No matter how much I try to set up meetings to bring everyone together via informal coffee meetings or formal meetings, not many (or I should say not any) show up from IT or Business.Finally, with some leadership intervention on the Business and IT side, I do bring everyone together in-person (mostly). What happens in that one meeting room includes a structured order to chaos.
  1. Facilitated time-boxed venting out of frustration and challenges
  2. Co-creation of the project goal
  3. Acknowledgement that we all want this to move in the positive direction and make this a success together
  4. Understanding each others perspectives with the why behind a perspective
  5. What could we do differently to align perspectives in the next months to successfully complete this project initiative
  6. What’s needed from each of us to make this a success?
  7. How would be keep each other accountable?
  8. How would we handle any conflict if that arose?
Open, honest and facilitated conversation, understanding each other’s perspectives patiently to then nudge change forward.So, you are thinking where is this team today? And are they back into older habits? Nah! Here’s a quick update on that
  1. They begin their initiatives with a common aligned vision co-created together will all in the team (they end up creating customised canvases)

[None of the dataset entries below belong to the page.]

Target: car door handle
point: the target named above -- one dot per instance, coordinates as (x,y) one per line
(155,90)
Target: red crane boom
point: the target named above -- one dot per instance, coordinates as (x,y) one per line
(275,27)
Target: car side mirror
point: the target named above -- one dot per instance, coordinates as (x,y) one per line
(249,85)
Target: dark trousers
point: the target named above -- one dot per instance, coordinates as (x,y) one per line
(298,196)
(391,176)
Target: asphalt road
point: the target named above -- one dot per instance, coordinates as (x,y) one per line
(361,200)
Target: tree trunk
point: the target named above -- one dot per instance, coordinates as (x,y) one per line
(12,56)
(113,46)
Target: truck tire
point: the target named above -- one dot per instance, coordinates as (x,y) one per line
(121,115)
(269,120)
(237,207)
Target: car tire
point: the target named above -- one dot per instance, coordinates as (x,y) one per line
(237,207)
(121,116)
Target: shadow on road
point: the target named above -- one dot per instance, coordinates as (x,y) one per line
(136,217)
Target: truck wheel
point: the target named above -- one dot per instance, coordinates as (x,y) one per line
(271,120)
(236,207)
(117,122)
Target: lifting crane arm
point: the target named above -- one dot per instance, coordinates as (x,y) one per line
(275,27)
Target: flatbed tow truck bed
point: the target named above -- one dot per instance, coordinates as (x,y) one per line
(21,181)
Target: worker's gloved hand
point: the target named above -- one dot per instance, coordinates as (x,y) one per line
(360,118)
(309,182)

  2. They do not use email communication for evidence or approvals. They now prefer face-to-face. Email is an exception only.
  3. They synch daily on short calls across 4 different countries ( they call these daily synch calls to align and remove impediments )
  4. They run monthly Reflect & Learn sessions
  5. They now hold each other accountable across Business / IT / Vendors as they don’t look at each other as 3 separate teams but as a single store delivering a single piece of value.